Most students face various time demands, including weekly quizzes, exams, homework and extracurriculars. While every student manages differently, it is wrong to assume that being able to perfectly balance all of these responsibilities is a requirement for high-achieving students. Everyone possesses unique abilities and develops skills in differing ways and time frames. Students should be granted flexibility in their coursework in the form of more testing leniency and alternatives: Teachers can foster academic success by adapting to students’ individual strengths.
In certain cases, pushing students through rigid deadlines and expectations can motivate them to improve their academic performance. However, it’s crucial to consider students’ varying learning styles and personalities. When course policies are molded specifically around students, it creates a comfortable environment where all students feel motivated and are genuinely interested in learning.
Courses that don’t accommodate different learning paces can harm students by increasing stress and decreasing academic performance. This dynamic was seen in a study that measured New Orleans high school students’ stress levels in 2018. Before taking the SAT, which includes long periods of testing with short breaks in between, researchers measured students’ levels of cortisol, a stress-induced hormone. The results showed that students with high cortisol patterns, and therefore more stress, experienced an 80-point drop in SAT scores.
While stress can be self-induced, it is also promoted by course inflexibility and restrictive policies. In the same study, inherently strict testing environments resulted in a decrease in student performance, since test-taking abilities vary among students.

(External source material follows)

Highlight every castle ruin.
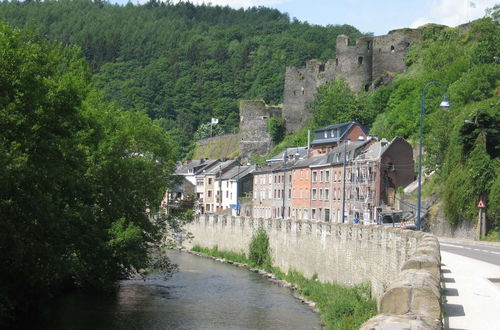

A study conducted in 2020 by researchers in the Department of Psychiatry at the University of Gondar found that 54.7% of high school students experience test anxiety. Measuring a student’s grasp of the material based on one test is unfair, since students can experience anxiety, struggle to focus in high- stakes environments or face burnout during extended test-taking periods.
To combat this issue, courses can adopt more lenient testing procedures. Allowing students to utilize their learning materials during tests could help them feel motivated to pay attention and take thorough notes.
Students can also be tested in several ways, such as through group projects or presentations. In 2014, Eva Chiriac, a researcher at the NIH, concluded in a study that 97% of surveyed students preferred and felt more comfortable in a group-work setting compared to a restrictive testing one. Group projects and presentations can reduce pressure and cultivate an environment of active learning that’s motivated by genuine interest rather than fear of failure. Test retakes are another way of increasing coursework flexibility: Students are encouraged to truly understand the material and learn from their mistakes instead of disengaging from content due to low scores. Course policies should adapt to students’ differences rather than work against them to foster a community that benefits all learners.